Frances Sandison, a PhD student at the University of Aberdeen who has carried out research on the pelagic sector said:
The size of the vessels, and the distances they travel off shore to target shoals of pelagic fish, raised questions about the fleet’s carbon footprint.
As a result a study was funded by the seafood industry and several local organisations in Shetland, to assess the carbon footprint of Atlantic mackerel caught by the Shetland based pelagic ships.
This research determined that the Shetland fleet had a very low carbon footprint compared to other food sources. A short study was then commissioned to assess the pelagic fish processing sector which was also found to have a low carbon footprint.
Seeing the success of the initial two studies, a PhD position was created and co-funded by the Scottish Pelagic Sustainability Group, the Shetland Islands council, the University of Aberdeen, the University of Highlands and Islands and the Shetland Fish Producers Organisation to assess the carbon footprint of the entire Scottish pelagic fishing fleet.
Ian Gatt, Chairman of the Scottish Pelagic Sustainability Group, commented:
Discussions around climate change are dominating the agenda so this type of research is very important.
The industry wanted to support this research for two reasons: as a sector we want to understand our impact in order to identify where we could make improvements, and we want to show that we are doing our bit to mitigate carbon emissions
Key findings of the research
The results of this work, published in Fisheries Research journal in 2021, showed that one kilogram of pelagic fish caught by the Scottish fleet had a carbon footprint of 0.452 kg CO2 equivalent. In comparison, the global average carbon footprint for one kilogram of beef is 36 kg CO2 equivalent.
“Our key finding was that Scottish-caught pelagic fish have a very low carbon footprint,” says Frances, “The pelagic sector’s carbon footprint is considerably lower than terrestrial animal source proteins and is actually more comparable to vegan alternatives.”
Key to undertaking this work was the support of the pelagic industry, not just in terms of helping fund the research via the Scottish Pelagic Sustainability Group, but also in providing vital data and information on the fleet.
“I spent a lot of time speaking to vessel owners, skippers, engineers and bookkeepers about fuel consumption and gathering information on vessel landings among other things. There was a lot of trust from the industry which was absolutely vital to making this research happen,” explains Frances.
Why is this research important?
The Intergovernmental Panel on Climate Change estimates that food production accounts for between 21-37% of global human carbon emissions. Whilst only 4% of this figure is attributed to wild capture fisheries, it is important that all industries review their practices and look for areas where improvement might be required.

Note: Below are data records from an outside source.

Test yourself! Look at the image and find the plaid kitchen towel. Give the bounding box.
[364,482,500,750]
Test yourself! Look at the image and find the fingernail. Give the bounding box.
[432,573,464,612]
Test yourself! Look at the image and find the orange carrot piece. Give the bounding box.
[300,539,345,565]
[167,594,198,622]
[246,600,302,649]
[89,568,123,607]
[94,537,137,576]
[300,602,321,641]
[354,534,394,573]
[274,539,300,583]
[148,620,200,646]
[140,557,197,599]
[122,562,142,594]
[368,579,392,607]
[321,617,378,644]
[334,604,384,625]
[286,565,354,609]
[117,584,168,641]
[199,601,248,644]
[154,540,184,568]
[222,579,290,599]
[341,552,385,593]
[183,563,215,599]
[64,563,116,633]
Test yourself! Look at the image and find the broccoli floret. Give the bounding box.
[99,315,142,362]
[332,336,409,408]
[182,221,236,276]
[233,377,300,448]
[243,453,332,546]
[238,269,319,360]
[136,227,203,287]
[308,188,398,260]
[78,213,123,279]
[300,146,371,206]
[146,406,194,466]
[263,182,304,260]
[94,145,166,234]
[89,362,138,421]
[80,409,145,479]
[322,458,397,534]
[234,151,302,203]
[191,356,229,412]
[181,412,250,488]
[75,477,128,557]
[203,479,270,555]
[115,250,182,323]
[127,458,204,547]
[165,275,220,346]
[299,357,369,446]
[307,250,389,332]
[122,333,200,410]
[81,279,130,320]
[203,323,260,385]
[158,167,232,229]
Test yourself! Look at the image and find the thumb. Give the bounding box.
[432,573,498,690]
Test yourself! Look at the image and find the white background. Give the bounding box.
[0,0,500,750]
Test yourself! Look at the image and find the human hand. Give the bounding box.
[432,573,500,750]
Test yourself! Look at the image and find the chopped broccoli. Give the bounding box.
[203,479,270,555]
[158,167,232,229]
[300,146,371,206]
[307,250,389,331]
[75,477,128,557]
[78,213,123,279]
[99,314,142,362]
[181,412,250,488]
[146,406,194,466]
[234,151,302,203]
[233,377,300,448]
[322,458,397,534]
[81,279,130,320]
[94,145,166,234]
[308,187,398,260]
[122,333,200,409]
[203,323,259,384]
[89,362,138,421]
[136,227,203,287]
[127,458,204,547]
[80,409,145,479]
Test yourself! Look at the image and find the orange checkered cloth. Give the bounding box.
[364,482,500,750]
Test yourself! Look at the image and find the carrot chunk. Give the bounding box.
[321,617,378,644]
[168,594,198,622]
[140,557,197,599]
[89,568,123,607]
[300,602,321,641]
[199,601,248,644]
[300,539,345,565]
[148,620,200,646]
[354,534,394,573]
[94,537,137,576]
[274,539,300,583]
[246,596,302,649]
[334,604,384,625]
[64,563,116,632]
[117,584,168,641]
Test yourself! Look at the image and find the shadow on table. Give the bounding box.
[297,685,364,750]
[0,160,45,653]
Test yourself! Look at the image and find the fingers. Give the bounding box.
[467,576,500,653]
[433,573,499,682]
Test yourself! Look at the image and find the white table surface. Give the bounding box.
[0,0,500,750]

“Scotland has a target of achieving net-zero emissions by 2045,” says Frances, “At the moment, - approximately two thirds of protein consumed in Scotland are comprised of processed meats, chicken and beef, however this research shows that if the general public replaced even one meal per week with Scottish caught pelagic fish we could see a decrease in protein related dietary carbon footprint. Not to mention the health benefits of eating seafood and importance of supporting local economies.”